Ich denke dadurch hat das stufenlose Getriebe bei steigender Zahl an Lastwechseln einen immer weiter steigenden Gesamtwirkungsgrad im Vergleich zum Schaltgetriebe.
251at hat geschrieben:kikifendt hat geschrieben:< snip >
Wenn man Bedienungsfehler ausschließt, ist der Wirkungsgrad nicht schlechter, als bei einem Lastschaltgetriebe. Mit dem Unterschied, dass man Kraftreserven nutzen kann, die bei einem Schaltgetriebe zwischen den Gängen liegen.
Der Hydrostat läuft immer mit zieht also auch immer Leistung, der Wirkungsgrad eines Überlagerungsgetriebes kann nie größer sein wie der eines "normalen" Getriebes. Mit dem Gesamtwirkungsgrad (und das ist ja das wichtige) sieht es aber natürlich je nach Fahrsituation anders aus.
kikifendt hat geschrieben:251at hat geschrieben:kikifendt hat geschrieben:< snip >
Wenn man Bedienungsfehler ausschließt, ist der Wirkungsgrad nicht schlechter, als bei einem Lastschaltgetriebe. Mit dem Unterschied, dass man Kraftreserven nutzen kann, die bei einem Schaltgetriebe zwischen den Gängen liegen.
Der Hydrostat läuft immer mit zieht also auch immer Leistung, der Wirkungsgrad eines Überlagerungsgetriebes kann nie größer sein wie der eines "normalen" Getriebes. Mit dem Gesamtwirkungsgrad (und das ist ja das wichtige) sieht es aber natürlich je nach Fahrsituation anders aus.
Klar läuft der Hydrostat immer mit. Das ist aber kein Argument für einen geringen Wirkungsgrad, wenn du nur die Masse meinst. Bei einem Lastschaltgetriebe laufen die Lamellenpakete auch immer mit. Es kommt beim Variogetriebe drauf an, dass man den hydraulischen Kraftanteil so gering wie möglich hält. Man sollte also in Fahrbereich 1 fahren, wenn man schwere Lasten unter 20 km/h bewegt.
< snip >
251at hat geschrieben:kikifendt hat geschrieben:251at hat geschrieben:kikifendt hat geschrieben:< snip >
Wenn man Bedienungsfehler ausschließt, ist der Wirkungsgrad nicht schlechter, als bei einem Lastschaltgetriebe. Mit dem Unterschied, dass man Kraftreserven nutzen kann, die bei einem Schaltgetriebe zwischen den Gängen liegen.

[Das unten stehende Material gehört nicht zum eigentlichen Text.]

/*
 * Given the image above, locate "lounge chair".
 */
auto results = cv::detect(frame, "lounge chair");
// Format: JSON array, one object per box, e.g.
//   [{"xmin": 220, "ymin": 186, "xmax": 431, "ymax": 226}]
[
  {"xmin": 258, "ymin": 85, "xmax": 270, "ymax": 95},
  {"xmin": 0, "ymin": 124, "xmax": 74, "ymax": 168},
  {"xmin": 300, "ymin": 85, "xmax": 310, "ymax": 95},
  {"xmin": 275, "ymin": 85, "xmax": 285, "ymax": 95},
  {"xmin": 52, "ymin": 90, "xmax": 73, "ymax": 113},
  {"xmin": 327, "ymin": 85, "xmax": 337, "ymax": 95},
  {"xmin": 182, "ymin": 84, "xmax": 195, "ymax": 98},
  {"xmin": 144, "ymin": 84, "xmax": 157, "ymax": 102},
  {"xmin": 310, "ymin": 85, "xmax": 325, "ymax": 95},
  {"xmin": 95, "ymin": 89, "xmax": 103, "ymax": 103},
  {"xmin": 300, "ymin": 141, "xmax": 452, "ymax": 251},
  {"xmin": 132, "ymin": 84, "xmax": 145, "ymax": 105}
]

Der Hydrostat läuft immer mit zieht also auch immer Leistung, der Wirkungsgrad eines Überlagerungsgetriebes kann nie größer sein wie der eines "normalen" Getriebes. Mit dem Gesamtwirkungsgrad (und das ist ja das wichtige) sieht es aber natürlich je nach Fahrsituation anders aus.
Klar läuft der Hydrostat immer mit. Das ist aber kein Argument für einen geringen Wirkungsgrad, wenn du nur die Masse meinst. Bei einem Lastschaltgetriebe laufen die Lamellenpakete auch immer mit. Es kommt beim Variogetriebe drauf an, dass man den hydraulischen Kraftanteil so gering wie möglich hält. Man sollte also in Fahrbereich 1 fahren, wenn man schwere Lasten unter 20 km/h bewegt.
< snip >
Du schreibst ja selbst "Es kommt beim Variogetriebe drauf an, dass man den hydraulischen Kraftanteil so gering wie möglich hält." der Grund ist ja klar, der hydraulische Kraftanteil hat einen niedriegeren Wirkungsgrad wie der Mechanische. Bei einem nicht Stufenlosen hat man immer die Wirkungsgradbesser mechanische Krafübertragung.
Wieviel Gänge hat eingeltich das Vario Getriebe, nur 2 oder was bewirkt das mit dem Fahrbereich.